Drei junge Frauen wollen sich auch auf den Hügel retten, denn die nächste Welle ist schon unterwegs. Sie rennen, so schnell sie können, und die Menschen um uns herum schreien und feuern sie an. Bestürzt stelle ich fest, dass sie keine Chance haben. Die Welle kommt und schwemmt sie weg. Uns wird bewusst, welch grosses Glück wir hatten.
Wir harren auf dem Hügel aus, stundenlang, und sagen kein Wort. Wir sind sprachlos. Und hungrig. Wir wissen nicht, was wir tun sollen und können nicht mit den anderen Leuten kommunizieren. Endlich finden wir eine Schweizerin, die uns hilft. Sie telefoniert herum und versucht, Hilfe zu organisieren.
Nach mehreren Stunden werden wir schliesslich von einem Hotel-Mitarbeiter abgeholt. Wir eilen den Hügel hinunter zu einem Minibus mit neun Plätzen. Die Leute um uns herum wollen auch in den Bus, aber es hat einfach kein Platz für alle. Wir können sie nicht hereinlassen. Der Fahrer bringt uns weg vom Meer, navigiert um die Trümmer herum, hupt, dass die Menschen aus dem Weg gehen. Wir fahren einen Hügel hinauf, als das Wasser wieder kommt. Einmal mehr entkommen wir der Welle.
Wir werden in ein Hotel ins Landesinnere gebracht, wo wir das allerletzte Zimmer bekommen. Hier hat es fünf Zentimeter Wasser am Boden. Endlich gibt es etwas zu essen. Viele andere Touristen müssen auf der Strasse schlafen, weil es kein Platz mehr hat. Wir schlafen sehr schlecht in dieser Nacht, meine Frau Victoria wacht alle zwei Stunden auf und geht ans Fenster, um sicherzugehen, dass nicht eine weitere Welle kommt.

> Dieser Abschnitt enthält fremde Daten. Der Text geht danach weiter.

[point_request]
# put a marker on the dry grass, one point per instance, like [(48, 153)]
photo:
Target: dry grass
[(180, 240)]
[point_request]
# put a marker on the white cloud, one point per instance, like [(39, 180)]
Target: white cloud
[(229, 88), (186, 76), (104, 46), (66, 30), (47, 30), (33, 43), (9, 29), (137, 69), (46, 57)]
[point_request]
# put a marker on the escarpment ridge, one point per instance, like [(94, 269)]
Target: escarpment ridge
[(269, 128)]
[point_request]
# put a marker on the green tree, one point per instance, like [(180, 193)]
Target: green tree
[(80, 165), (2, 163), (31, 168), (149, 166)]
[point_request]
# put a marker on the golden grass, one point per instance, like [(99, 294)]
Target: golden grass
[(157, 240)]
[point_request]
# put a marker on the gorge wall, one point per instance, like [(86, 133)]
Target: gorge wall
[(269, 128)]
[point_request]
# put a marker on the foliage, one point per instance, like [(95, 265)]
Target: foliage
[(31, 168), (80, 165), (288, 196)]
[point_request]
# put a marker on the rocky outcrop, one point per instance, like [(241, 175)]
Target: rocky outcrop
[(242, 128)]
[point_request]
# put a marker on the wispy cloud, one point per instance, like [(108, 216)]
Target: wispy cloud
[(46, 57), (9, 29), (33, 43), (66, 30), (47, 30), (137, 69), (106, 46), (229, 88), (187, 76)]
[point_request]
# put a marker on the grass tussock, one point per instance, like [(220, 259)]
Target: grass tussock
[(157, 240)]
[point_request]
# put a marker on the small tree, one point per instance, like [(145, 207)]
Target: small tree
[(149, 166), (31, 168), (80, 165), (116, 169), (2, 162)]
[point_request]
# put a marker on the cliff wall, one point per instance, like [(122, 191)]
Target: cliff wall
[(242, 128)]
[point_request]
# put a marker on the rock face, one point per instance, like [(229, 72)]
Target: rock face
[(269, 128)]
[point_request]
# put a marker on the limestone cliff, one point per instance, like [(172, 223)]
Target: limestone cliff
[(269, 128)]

René und Victoria Stutz würden gerne sofort abreisen, doch das geht nicht. Erstens ist der Flughafen für zwei Tage gesperrt, zweitens haben die Verletzten Vorrang. Also bleiben sie noch sechs weitere Tage in Phuket. An Silvester stossen sie aufs Leben an.
Am 6. Januar 2005 fliegt das Ehepaar schliesslich in die Schweiz zurück, zusammen mit anderen Überlebenden. Doch direkt in den Alltag übergehen können die beiden nicht. «Ich wollte sofort anfangen zu Arbeiten, es ging nicht. Ich war mit dem Kopf nicht bei der Sache», sagt René Stutz. «Erst nach einem Monat konnte ich meinen Job wieder aufnehmen.»
Der Tsunami hat Spuren hinterlassen bei René und Victoria Stutz. Noch heute leidet René unter den Folgen des traumatischen Erlebnisses: «Mein Erinnerungsvermögen ist nicht mehr dasselbe seither», sagt er. Anfangs habe er alles vergessen, jetzt sei es nicht mehr so schlimm. Das Reisen verderben konnte ihnen der Tsunami nicht: Auch an den Ort der Katastrophe wollen sie eines Tages zurückkehren, um mit der Geschichte abzuschliessen. «Ein Hotel direkt am Meer werden wir aber nie mehr buchen», sagt er. «Und wir nehmen nur noch Zimmer mindestens im dritten Stock.»